SQL Server Performance

What Settings Will Speed This Up?

Discussion in 'Performance Tuning for DBAs' started by peridian, Jun 9, 2008.

  1. peridian New Member


    This has been driving me nuts for a few days now. I'm more a developer than DBA, but the answer I suspect lies in the Server configuration. Apologies for the length of this, but I have tried a lot of things.
    We get a monthly database dump in the form of a 1.5Gb csv file, comma delimited with quote text qualifiers, no headers. This is too much for Access to handle, so I decided we needed an SQL Server backend. The only licensed install we have available for this is SQL Server 2000 (SP3).
    There are two other large(ish) files that we need to import and then compare against the large file to flag certain records. The routine of doing all of this production needs to be automated and made simple for anybody without SQL skills to run.
    I place the three source data files on a shared folder on the same box as the SQL Server instance. As I needed a front end for the user, as well as an environment that would be long-term maintainable by anybody who takes over, I decided on using an MS Access and VBA solution to act as the front end and central processing point.
    It appears that the BULK INSERT command does not have the ability to interpret text qualifiers (please do let me know if this is incorrect). To allow automation of importing the data, I decided to place an Access database on the file share, and simply create linked tables to the source files. I then create a linked server on the SQL Server instance to that Access database.
    As SQL Server cannot 'see' linked tables, I create a simple SELECT * query for the linked table, which the SQL Server can see as a View. This allows me to query the text files as though they were tables in a database.
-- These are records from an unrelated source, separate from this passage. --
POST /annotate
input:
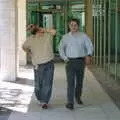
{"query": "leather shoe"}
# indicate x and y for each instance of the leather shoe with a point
(79, 101)
(69, 106)
(44, 106)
As I understand it, this is simply a long winded way of doing this, as SQL Server uses the Jet Database Connection Provider anyway when accessing text files. The file specification for the link is stored in the Access database.
    This way, the user can open the Access database, get a form with the various controls on to run the processes, and select what they want to do. This database will connect to the server, and pass instructions on importing and processing the data. Although the user is opening the Access database across the network, no data transfer takes place, as the server will access the database locally, acting as another user, and using the database as a 'bridge' to the text files. It also makes the whole process back-end independant, as all the code and statements to create the database and objects are called from the front-end.
    It's worth mentioning that the live server is a dual-core, 4Gb RAM machine. Also, all the development of these routines and SQL statements is actually being done on a stand-alone install of SQL Server 2005 Express Edition. Although there are some differences in the SQL statements between the two servers, they are minimal. I knew that performance on the Express edition would be limited, even though the machine it is on is more powerful, due to the limitations in Express (i.e. 1 core, 1Gb of RAM).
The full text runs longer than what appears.